Rather than being crudely either “for” or “against” laws criminalizing hate speech, might it be useful for social scientists, legal scholars, and our students, to start making some more refined analytic distinctions between different types of hate crimes regulations, and the different contexts occasioning them? The Turkey-France contretemps is a case of an effort to regulate a particular type of speech – the articulation of a historical interpretation of events. Is this on all-fours with the criminalization of European Holocaust denial? Is David Irving’s denial of the Nazi genocide a denial of (all but) indisputable facts, whereas the Turkish denial is a matter of the interpretation/characterization of the facts? When is a fact so “factual” as to be indisputable? At a deeper level, is it possible to form a common polity out of nations with utterly divergent historical memories? What happens to law when it is not underwritten by memory? Obviously, both parties here believe that a shared historical memory is enormously important to a successful, sustainable polity (or else they wouldn’t have tried to impose it under penalty of law). Once the EU unites (if the fantastical economic utopianism underwriting the monetary union doesn’t destroy it first….), will the seat of the Ottoman Empire and Paris join in a shared historical memory in all areas where it matters? What about the world? How much is the success of any human rights regime dependent upon these convergences? What are the consequences of seeking to legally coerce convergence?

The criminalization of historical interpretation is only one form of hate speech regulation. There is also regulation applying to remarks (casual/off-the-cuff, or with the specific intention to intimidate --with diverse likelihoods of success), to the systematic propagation of ideologies (or religions), to the legal recognition (or permitting) of political parties (does it matter whether the political prospects for such parties are high or hopeless?), to the legality of dismissals from private or public employment, and so forth. These may all be about regulating “hate,” but they are not the same thing.

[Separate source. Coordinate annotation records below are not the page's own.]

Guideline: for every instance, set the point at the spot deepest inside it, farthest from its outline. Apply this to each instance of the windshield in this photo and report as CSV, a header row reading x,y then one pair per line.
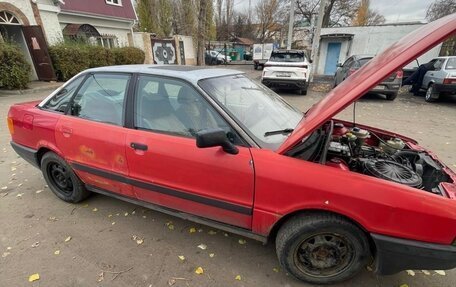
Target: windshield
x,y
451,64
287,57
256,109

And what about context? How much would it matter if we are in an immediate post-genocide situation (e.g. places in Africa), or well down the road to a new day (Nazi western Europe)? Should these laws be sunset-able (as Justice O’Connor famously suggested about racial preferences in the U.S.) – implying that they are about managing pluralism in a polity in which the underlying conditions are changing and developing – or are they there to enforce and make a symbolic statement of timeless principles? What about purportedly pre-genocide situations? Or are hate speech regulations aimed more at less dire matters of “nudging” us toward social and political equality under more functional conditions? How bad do things have to be to justify them? Or, from a different perspective, how good? Might these laws, in some cases, serve to undermine the basis of that functionality?

To return to case of prosecution for articulating the wrong memory, of course this is not solely a European matter. A large part of the constitutional politics roiling the contemporary United States involves aggressive efforts to sell divergent memories of the nation’s past: about the Founding, Reconstruction, the New Deal, the 1960s, the 1980s, etc. When are clashes of historical and constitutional memory the necessary -- and perhaps even desirable -- features of a vital constitutional polity, and when are they toxic? If toxic, when is the time to step in with the criminal law… if ever?

In the throes of its currency debacle, Europe may be moving toward fundamentally rethinking its theories of political/constitutional unity. Might this be necessary outside the economic realm as well?